Fourth of July celebrations can be overwhelming for some pets. Fireworks are closer to the ground and have burning smells that thunder and lightning don't have, making it a tougher time for your four-legged buddy. In addition to stress and fear that your pet might experience, some pets gets spooked and run away during the loud booms and crackles of a fireworks show. More dogs are found wandering and lost on this holiday than any other day of the year, according to Positively.

Aside from sedation (which should only be a last resort and done with the advice of a veterinarian), there are a few things you can do to help your furry best friend get through Independence Day.

1. Create a safe place.

If your dog already has a kennel, Cesar Millan suggests putting your dog in the crate to give him a safe place to hide. Be sure to take him out for bathroom breaks every few hours.

If you have a cat, she might make a beeline for the basement door. If it's a safe place for her to be (no hazardous liquids or places she might get stuck), let her ride out the show down there.

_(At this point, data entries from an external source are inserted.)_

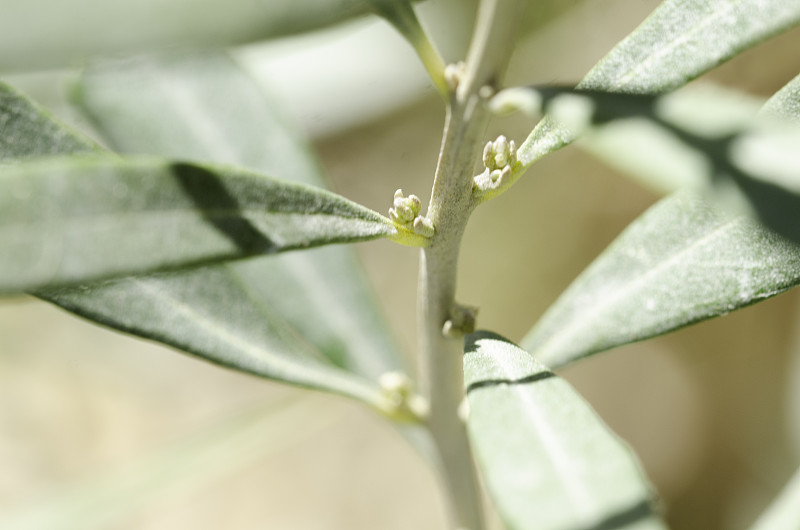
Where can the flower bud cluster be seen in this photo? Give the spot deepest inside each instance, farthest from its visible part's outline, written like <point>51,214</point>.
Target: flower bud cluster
<point>405,211</point>
<point>499,157</point>
<point>402,402</point>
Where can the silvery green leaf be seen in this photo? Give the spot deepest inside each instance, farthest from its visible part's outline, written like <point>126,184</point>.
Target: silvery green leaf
<point>74,220</point>
<point>548,460</point>
<point>678,42</point>
<point>681,262</point>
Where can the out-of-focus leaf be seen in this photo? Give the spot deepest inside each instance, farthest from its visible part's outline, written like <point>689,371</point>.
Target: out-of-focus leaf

2. Don't be sad your dog is missing the spectacular.

Being worried that your dog is missing the grand finale is assigning human guilt to a doggy situation. You might enjoy fireworks, but your dog might not. And that's OK.

3. Stay with your pet.

Be a support system to your loyal pal during this scary time. Stay calm - if you get excited over the fireworks, your energy and body language is going to make your pet excited. You might not get to see the show, but remember that time you broke up with your boyfriend and your pup stayed by your side while you cried in bed? Or all those days that you came home from work and she greeted you at the door with love and kisses? A small sacrifice is worth all that unconditional love.

4. Sound therapy could help ease noise phobia.

Try playing a calming CD like "Through a Dog's Ear" or "Through a Cat's Ear" a few minutes before the fireworks starts. Studies show that playing the music before, during and after the stressor can help your dog or cat associate the music with calmness and keep agitation levels low.

There are also canine noise phobia CDs that you can play at other times to gradually desensitize your pet to harsh, upsetting sounds. Sounds like fireworks, thunderstorms and city noises can be played at your pet's pace.

5. Thundershirt to the rescue!

You know how antsy, crying newborns become calm and peaceful when swaddled? Thundershirts basically do the same thing for your dog. "One thing is for certain, for a very large percentage of dogs, Thundershirt's gentle, constant pressure has a terrific calming effect," according to Positively. "This has obvious benefits for most types of anxiety."

Pets Happy Zone has seen first-hand the benefits of thundershirts in combination with denning (giving pets a safe place) and being a calm supportive pet parent.

6. Cats communicate by scent, so pheromone therapy is an option.

One brand of pheromone spray the Pets Happy Zone has tried is Feliway. Our Feliway was purchased from the vet to help calm kitties that moved into a new home or had a stressful visit at the vet. "Feliway is a synthetic copy of the feline facial pheromone, used by cats to mark their territory as safe and secure," according to "By mimicking the cat's natural facial pheromones, Feliway creates a state of familiarity and security in the cat's local environment."

PetSmart sells dog pheromones, calming collars and even plug-in calming diffusers.

7. Herbal before chemical - give nature a chance first.

Before running to your vet to ask for sedation for your pet, try some herbal calming methods. You can buy treats with calming ingredients either at your vet's office or a pet store, like PetCo. If your pet isn't good with pills, no worries! There are drops and chews that taste like yummy treats, but that contain ingredients like ginger, L-Tryptophan, chamomile and sometimes melatonin. (Always double check with your vet before adding anything to your pet's diet.)

When it comes down to it, we all get scared sometimes, but having someone who loves us and makes us feel safe is the most important thing... and what better way to celebrate freedom than with freedom from fear?